“Karena pemikiran mereka lucu, lawan aja pake humor. Nggak usah pake dalil. Mereka nggak percaya sama dalil. Buang-buang energi…”
~Kyai Adung~
Sejak kapan orang islam berani ngomong bahwa Al Qur’an bukan lagi kitab
suci ?
Sejak kapan seorang profesor islam ngomong homoseks itu sehat dan halal
?
Sejak kapan keharaman menikah dengan nonmuslim dianggap sudah usang ?
Sejak kapan wanita bisa jadi khatib dan imam Jumat ?

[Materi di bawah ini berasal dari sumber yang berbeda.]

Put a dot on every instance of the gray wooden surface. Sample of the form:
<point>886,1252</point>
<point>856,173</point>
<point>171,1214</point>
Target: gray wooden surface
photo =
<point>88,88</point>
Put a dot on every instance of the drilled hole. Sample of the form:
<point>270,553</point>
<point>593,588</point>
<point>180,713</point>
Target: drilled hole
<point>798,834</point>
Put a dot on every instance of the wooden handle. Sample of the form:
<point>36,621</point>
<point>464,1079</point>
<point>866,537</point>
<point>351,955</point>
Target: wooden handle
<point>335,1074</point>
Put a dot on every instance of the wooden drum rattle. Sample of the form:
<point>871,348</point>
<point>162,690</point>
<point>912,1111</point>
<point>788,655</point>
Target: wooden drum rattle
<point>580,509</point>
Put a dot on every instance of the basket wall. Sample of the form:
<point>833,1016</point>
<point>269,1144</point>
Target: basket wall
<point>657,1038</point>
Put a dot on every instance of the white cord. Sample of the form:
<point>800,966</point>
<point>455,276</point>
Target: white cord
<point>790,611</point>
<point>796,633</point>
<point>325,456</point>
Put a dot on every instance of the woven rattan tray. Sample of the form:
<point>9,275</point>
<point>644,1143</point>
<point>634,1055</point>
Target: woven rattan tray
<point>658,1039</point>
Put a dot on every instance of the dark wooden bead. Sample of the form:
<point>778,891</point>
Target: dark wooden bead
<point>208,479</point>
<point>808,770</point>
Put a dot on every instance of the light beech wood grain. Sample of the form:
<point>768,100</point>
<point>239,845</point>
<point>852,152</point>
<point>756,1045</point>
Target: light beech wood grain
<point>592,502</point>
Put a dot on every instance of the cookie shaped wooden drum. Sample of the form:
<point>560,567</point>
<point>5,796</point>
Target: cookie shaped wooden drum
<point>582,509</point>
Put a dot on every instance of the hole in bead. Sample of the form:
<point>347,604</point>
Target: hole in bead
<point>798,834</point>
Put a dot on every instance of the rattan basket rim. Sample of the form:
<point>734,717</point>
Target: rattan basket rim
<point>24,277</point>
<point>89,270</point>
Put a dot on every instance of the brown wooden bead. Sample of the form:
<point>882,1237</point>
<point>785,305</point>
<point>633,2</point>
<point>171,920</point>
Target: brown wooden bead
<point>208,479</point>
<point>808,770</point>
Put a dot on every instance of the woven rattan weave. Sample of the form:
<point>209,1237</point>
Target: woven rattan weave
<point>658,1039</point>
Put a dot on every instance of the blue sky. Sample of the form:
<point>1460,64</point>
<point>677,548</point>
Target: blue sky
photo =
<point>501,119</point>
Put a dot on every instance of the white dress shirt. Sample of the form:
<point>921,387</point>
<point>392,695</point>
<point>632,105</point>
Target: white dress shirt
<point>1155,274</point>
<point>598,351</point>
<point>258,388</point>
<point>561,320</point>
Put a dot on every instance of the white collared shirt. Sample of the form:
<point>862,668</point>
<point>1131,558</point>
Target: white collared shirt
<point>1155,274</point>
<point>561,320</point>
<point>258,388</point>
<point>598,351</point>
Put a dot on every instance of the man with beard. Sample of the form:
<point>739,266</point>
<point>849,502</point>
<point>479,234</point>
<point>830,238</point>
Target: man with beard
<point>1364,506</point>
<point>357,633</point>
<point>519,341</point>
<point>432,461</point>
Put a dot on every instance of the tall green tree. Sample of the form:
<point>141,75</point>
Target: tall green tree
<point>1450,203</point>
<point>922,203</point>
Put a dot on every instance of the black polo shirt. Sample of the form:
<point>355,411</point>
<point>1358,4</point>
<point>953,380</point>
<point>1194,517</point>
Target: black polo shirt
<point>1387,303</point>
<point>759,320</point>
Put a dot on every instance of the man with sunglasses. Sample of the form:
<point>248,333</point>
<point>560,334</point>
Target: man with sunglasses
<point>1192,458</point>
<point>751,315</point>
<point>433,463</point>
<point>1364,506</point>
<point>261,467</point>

Sejak kapan pula orang islam bisa seenaknya ngomong ada ‘Area Bebas
Tuhan’ ?
Beragam wacana pemikiran tersebut membuat kyai Adung, tokoh utama dalam
buku ini, galau stadium empat. Bagaimana tidak, pemikiran-pemikiran itu justru datang
dari kaum terpelajar, doktor, profesor, cendekiawan, dosen universitas islam,
bahkan dari seorang kyai. Sebagai orang kampung yang ingin mengambil peran
dalam melawan pemikiran konyol tersebut, kyai Adung pun mencari jalur lain,
yaitu dengan bercanda.
Buku terbitan Salsabila, Pustaka AlKautsar ini ditulis oleh Abdul
Mutaqim, seorang alumni fakultas tarbiyah UIN Syarif Hidayatullah Jakarta. Dibeli
beberapa bulan lalu secara tak sengaja di Gramedia. Belakangan ini, buku yang
sangat ingin saya miliki terbitan Pustaka Alkautsar adalah Kisah Para Nabi-nya Ibnu Katsir. Tapi bila melihat daftar tugas, jadi
agak pesimis apa bisa membaca buku setebal itu dalam waktu dekat. Oh ya,
bedakan antara penerbit Pustaka Alkautsar dan penerbit Alkautsar. Cari tahu
sendiri di mana bedanya. Oke, lanjut.
Buku-buku ilmiah yang membahas kekeliruan paham liberal sudah banyak
diterbitkan, tetapi penyajian logika melawan logika yang dibalut humor masih
terbilang langka. Buku ini salah satunya. Berbagai wacana kontemporer terkait
pemikiran liberal disajikan dalam dialog ringan antara kyai Adung dengan berbagai
tokoh fiksi yang namanya aneh-aneh seperti Smeleketeh, Mesrowo bin Mesriwi atau
Nonong Dorong Jamidong. Masalah gender, Irsyad Manji, Lady Gaga, jilbab, adzan,
teori Darwin, Nietszche, sampai perkawinan sejenis diangkat dalam buku ini. Jawaban-jawabannya
masuk akal. Tetapi karena mengusung tema yang serius, porsi lucunya tidak bisa
disamakan dengan buku gokil lain semisal Jakarta Under Kompor. Humornya bisa
membuat senyum tapi tidak sampai guling-guling. Ya, karena buku ini memang ditujuan
untuk mengajak berlogika walaupun dengan unsur candaan.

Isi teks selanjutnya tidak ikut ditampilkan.